NixOS and GuixSD (the OS distributions using Nix and Guix) also use their package definition languages to provide a configuration system. Generally system configuration in NixOS uses a (potentially single) system configuration file and generates configuration files for various services as derivations. Many of the generation scripts allow you to override generation by simply providing a file, which lets it act similarly to my overlay style described above. It is a little more work if you really just want overlays, but usually you really do just want to set a couple lines in the system configuration and let the rest be auto-generated.

Nix is clearly better than the IPM I had outlined, but it is not perfect. Some issues I will describe in a later post about my experience so far. Also, I think Guix improves on Nix in various ways, especially in using a good general-purprose language that supports embedded DSLs rather than making a custom language that feels like it wants to be just a DSL. However, I think there is still more room for improvement in Guix as well. For example, a big need of NixOS and GuixSD, the OS distributions which use the respective package managers, is a GUI configuration tool so it can be used without learning a configuration or programming language at all.

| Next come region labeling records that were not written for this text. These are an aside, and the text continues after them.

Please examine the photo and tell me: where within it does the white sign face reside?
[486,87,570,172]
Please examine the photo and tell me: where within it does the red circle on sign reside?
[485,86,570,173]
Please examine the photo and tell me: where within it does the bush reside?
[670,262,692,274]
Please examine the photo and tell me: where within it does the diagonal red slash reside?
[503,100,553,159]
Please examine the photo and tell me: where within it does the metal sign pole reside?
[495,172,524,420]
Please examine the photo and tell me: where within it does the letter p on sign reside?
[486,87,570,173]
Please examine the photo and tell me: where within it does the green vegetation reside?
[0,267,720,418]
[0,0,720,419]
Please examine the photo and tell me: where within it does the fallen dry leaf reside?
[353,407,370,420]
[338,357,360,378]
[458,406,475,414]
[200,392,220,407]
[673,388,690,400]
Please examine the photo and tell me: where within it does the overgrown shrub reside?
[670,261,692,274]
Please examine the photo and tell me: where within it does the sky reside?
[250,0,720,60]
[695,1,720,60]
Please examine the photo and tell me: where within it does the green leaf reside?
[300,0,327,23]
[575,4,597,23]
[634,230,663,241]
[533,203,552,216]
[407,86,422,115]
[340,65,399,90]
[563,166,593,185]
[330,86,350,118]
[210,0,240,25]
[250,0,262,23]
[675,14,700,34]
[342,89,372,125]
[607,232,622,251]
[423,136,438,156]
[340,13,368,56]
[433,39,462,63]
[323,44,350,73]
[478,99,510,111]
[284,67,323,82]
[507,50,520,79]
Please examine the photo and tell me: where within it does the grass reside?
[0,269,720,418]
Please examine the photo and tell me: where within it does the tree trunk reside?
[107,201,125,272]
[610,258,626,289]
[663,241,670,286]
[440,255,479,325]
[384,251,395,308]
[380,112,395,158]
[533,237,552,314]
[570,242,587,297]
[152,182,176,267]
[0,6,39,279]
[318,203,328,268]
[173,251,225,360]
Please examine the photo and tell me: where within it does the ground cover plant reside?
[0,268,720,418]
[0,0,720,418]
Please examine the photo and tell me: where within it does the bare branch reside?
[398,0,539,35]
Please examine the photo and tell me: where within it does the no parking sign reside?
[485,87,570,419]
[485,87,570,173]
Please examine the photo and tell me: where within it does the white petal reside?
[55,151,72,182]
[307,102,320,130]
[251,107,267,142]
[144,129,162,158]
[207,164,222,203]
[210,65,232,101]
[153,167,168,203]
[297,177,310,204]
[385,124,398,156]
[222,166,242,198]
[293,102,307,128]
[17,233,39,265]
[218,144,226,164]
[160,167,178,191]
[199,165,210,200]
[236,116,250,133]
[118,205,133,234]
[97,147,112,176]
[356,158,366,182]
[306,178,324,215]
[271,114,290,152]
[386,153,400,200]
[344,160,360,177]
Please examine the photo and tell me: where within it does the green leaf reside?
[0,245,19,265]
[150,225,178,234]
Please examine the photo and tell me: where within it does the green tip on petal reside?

I think a good way to accomplish this would be if the package languages supported racket-style #lang directives, so that an alternative gui-friendly configuration format could live alongside the more powerful text-based programming language configuration they currently support.

That said, Nix and Guix are far and away the best package managers I know of today. The biggest low-hanging fruit that other package managers should pick up is a package install store and symlink forest. It is conceptually simple, allows atomic update and roll-back operations (which in turn provide unbreakable updates and fearless auto-update), and should have been done long ago. But beyond that, I think reproducible packaging and sandbox environments with different packages visible are also key features for any future package manager. Using Arch, Debian, or RPM packages feels primitive in comparison. The future of package management looks a lot like Nix.